A majority of artificial intelligence experts and higher education leaders have rejected the idea that the rise of automation will lead to job losses in universities in the next 10 to 15 years, in an exclusive Times Higher Education poll.
The survey of more than 100 experts in academia and industry, conducted by THE in association with Microsoft, found that 56 per cent of respondents did not expect the size of their administrative workforce to shrink as a result of the rise of AI.
Fourteen per cent of respondents said that they would take on more staff as a result of the development of AI-related technologies. Thirty per cent predicted that administrative staff numbers would decrease by less than a quarter because of AI and only 7 per cent envisaged a halving of such roles – with IT, admissions and student services likely to be the most affected areas, respondents said.
Survey respondents also largely rejected the idea that teaching jobs are at risk of being replaced by AI technology, despite the potential rise of tools such as automated marking programs and robot class assistants.

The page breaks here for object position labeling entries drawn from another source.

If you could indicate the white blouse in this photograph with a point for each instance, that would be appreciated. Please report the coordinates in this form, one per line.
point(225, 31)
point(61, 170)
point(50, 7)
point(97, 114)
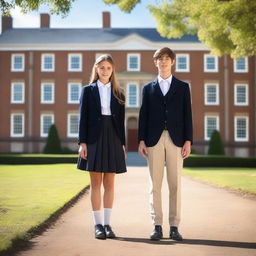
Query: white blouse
point(105, 97)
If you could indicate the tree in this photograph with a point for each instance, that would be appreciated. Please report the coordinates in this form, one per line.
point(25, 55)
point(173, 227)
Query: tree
point(53, 142)
point(225, 26)
point(215, 144)
point(56, 6)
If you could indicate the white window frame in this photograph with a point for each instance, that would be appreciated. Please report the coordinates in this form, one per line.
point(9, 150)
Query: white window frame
point(41, 124)
point(247, 129)
point(70, 55)
point(12, 125)
point(239, 70)
point(187, 62)
point(246, 103)
point(42, 62)
point(217, 95)
point(43, 101)
point(137, 94)
point(13, 101)
point(205, 125)
point(23, 62)
point(216, 63)
point(128, 61)
point(72, 135)
point(70, 101)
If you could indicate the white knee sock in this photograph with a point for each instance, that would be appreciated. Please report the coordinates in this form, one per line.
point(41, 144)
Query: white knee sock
point(107, 213)
point(97, 217)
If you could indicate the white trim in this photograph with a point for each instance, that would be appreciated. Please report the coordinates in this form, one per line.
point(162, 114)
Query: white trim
point(128, 61)
point(69, 92)
point(216, 63)
point(22, 101)
point(70, 55)
point(72, 135)
point(246, 103)
point(247, 129)
point(205, 124)
point(23, 62)
point(128, 95)
point(42, 62)
point(241, 71)
point(43, 101)
point(187, 63)
point(217, 94)
point(41, 124)
point(12, 125)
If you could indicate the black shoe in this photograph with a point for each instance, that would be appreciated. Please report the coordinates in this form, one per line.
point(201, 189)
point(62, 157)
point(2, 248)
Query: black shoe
point(109, 232)
point(174, 234)
point(100, 232)
point(157, 233)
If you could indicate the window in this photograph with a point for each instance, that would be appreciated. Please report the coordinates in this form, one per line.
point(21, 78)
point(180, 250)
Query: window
point(182, 63)
point(46, 121)
point(17, 125)
point(74, 90)
point(17, 93)
point(75, 62)
point(133, 62)
point(210, 63)
point(241, 128)
point(241, 95)
point(73, 120)
point(18, 62)
point(211, 124)
point(211, 95)
point(241, 65)
point(47, 62)
point(133, 99)
point(47, 93)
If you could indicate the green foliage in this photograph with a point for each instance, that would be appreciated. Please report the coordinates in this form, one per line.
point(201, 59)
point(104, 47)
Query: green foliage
point(53, 142)
point(226, 27)
point(215, 146)
point(56, 6)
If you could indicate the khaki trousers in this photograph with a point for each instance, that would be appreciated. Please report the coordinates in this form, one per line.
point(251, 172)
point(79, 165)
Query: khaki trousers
point(165, 152)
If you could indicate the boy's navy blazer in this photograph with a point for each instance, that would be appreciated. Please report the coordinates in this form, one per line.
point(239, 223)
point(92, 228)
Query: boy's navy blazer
point(90, 123)
point(174, 107)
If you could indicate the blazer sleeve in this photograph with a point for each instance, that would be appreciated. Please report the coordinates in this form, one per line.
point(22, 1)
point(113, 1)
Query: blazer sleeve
point(188, 116)
point(143, 117)
point(83, 124)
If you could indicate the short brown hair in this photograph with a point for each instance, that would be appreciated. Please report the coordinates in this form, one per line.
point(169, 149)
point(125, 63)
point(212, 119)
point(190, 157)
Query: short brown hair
point(165, 50)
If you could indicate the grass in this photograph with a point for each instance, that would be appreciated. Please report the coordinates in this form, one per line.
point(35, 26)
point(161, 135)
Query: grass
point(240, 179)
point(30, 194)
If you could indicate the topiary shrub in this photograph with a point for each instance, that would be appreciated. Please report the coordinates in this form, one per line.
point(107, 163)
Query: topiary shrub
point(53, 145)
point(215, 145)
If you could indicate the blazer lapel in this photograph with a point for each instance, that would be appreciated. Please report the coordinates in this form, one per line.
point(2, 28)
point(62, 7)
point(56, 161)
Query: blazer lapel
point(96, 94)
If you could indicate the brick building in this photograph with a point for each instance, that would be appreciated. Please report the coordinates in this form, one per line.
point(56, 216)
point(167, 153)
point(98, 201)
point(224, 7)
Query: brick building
point(43, 69)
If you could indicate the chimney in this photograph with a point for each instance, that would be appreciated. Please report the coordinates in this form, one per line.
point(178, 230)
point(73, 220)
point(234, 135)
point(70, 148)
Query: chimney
point(106, 19)
point(44, 20)
point(6, 23)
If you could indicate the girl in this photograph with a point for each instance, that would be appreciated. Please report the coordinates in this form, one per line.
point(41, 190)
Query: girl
point(102, 138)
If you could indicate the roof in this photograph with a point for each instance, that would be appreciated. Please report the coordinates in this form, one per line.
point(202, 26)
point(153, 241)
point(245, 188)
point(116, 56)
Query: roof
point(84, 36)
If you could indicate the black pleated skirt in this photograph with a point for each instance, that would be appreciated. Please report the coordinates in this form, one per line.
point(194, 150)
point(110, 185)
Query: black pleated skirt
point(106, 154)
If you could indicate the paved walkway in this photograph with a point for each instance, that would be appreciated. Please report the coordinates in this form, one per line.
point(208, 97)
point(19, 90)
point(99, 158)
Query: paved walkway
point(214, 222)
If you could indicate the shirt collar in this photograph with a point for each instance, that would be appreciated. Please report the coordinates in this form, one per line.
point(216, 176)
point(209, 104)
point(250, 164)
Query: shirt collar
point(168, 79)
point(100, 84)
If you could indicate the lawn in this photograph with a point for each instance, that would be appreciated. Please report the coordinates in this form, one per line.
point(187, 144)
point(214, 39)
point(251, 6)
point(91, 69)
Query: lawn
point(29, 194)
point(240, 179)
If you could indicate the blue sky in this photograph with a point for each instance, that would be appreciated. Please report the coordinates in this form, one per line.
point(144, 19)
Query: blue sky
point(86, 13)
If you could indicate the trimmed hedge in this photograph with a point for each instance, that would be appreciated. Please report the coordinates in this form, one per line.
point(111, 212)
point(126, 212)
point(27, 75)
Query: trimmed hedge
point(192, 161)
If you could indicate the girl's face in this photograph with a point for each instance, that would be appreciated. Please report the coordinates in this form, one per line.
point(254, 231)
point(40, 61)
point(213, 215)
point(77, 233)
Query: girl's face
point(104, 70)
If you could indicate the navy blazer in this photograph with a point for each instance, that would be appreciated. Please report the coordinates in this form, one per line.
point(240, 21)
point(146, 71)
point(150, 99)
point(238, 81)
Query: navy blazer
point(90, 122)
point(175, 108)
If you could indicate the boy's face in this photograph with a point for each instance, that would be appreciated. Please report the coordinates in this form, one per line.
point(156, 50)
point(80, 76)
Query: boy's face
point(164, 63)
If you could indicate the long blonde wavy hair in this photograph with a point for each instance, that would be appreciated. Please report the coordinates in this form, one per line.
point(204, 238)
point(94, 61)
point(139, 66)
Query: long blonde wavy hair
point(117, 90)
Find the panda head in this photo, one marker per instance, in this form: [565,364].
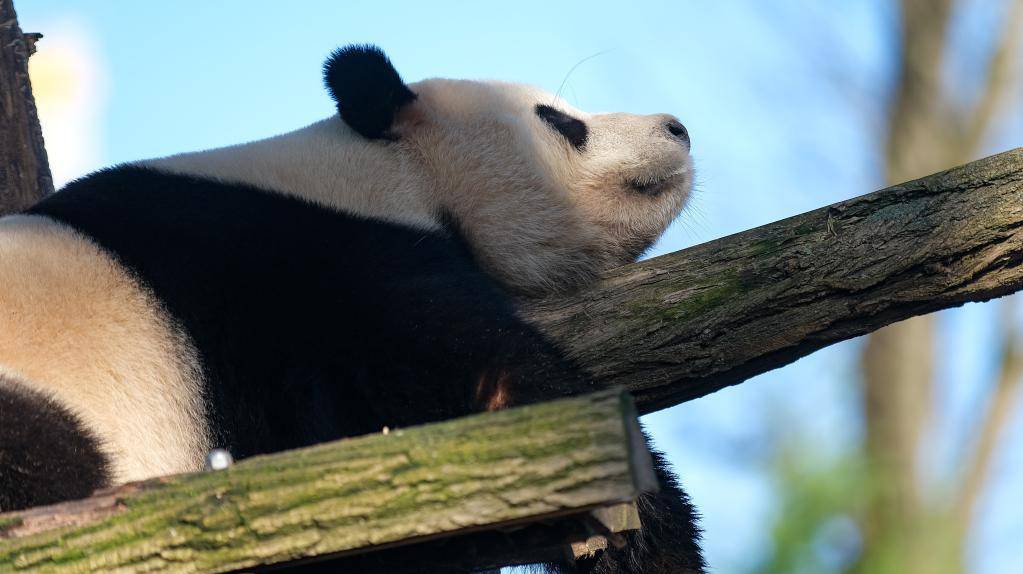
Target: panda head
[546,195]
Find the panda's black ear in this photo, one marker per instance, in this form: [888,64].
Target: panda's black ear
[367,89]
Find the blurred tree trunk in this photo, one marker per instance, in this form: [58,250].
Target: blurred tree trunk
[25,174]
[926,133]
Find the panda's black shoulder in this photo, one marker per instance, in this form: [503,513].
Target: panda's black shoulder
[310,324]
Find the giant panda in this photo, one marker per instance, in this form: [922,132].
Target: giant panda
[359,272]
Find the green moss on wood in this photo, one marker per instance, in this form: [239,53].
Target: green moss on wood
[441,479]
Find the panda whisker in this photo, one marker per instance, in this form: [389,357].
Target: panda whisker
[558,94]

Seventy per cent of respondents said that they either did not expect redundancies in their teaching workforce as a result of AI advances, or that they expected the number of teaching posts to grow. Just 7 per cent predicted that at least a quarter of teaching staff would be forced out by technological change over the next 10 to 15 years.
Leif Azzorpardi, chancellor’s fellow in computer and information sciences at the University of Strathclyde, said that his institution would potentially take on more people “to deliver better services to students in collaboration with AI”.
“Teaching staff’s duties will certainly change from mundane tasks such as marking to engaging more with students to create unique learning experiences,” he told THE.
Asked what aspects of teaching and learning could never be replaced by AI, many respondents mentioned variations of “human interaction on open issues”, “discussion” and “compassion”. While one expert said that “one day everything can be replicable”, others were more sceptical. “Learning to a large degree is a social process where doing it together with other people is important,” one respondent said.
Nor did respondents, of whom four out of five were university-based computer scientists, believe that AI would lead to university closures: 86 per cent disagreed – most of them strongly – that AI would cause closures, and 94 per cent said that it did not threaten their own institution’s future. However, only 24 per cent felt that their university was optimally configured physically for the age of AI.
Most respondents, however, believed that AI would have a profound impact on how research is conducted over the next 10 to 15 years, with 95 per cent predicting that it would have either a “significant” or “very significant” effect.
The results of the THE-Microsoft Artificial Intelligence Survey will be discussed at THE’s Innovation & Impact Summit, held at Korea Advanced Institute of Science and Technology (KAIST) in Daejeon, South Korea from 2-4 April 2019.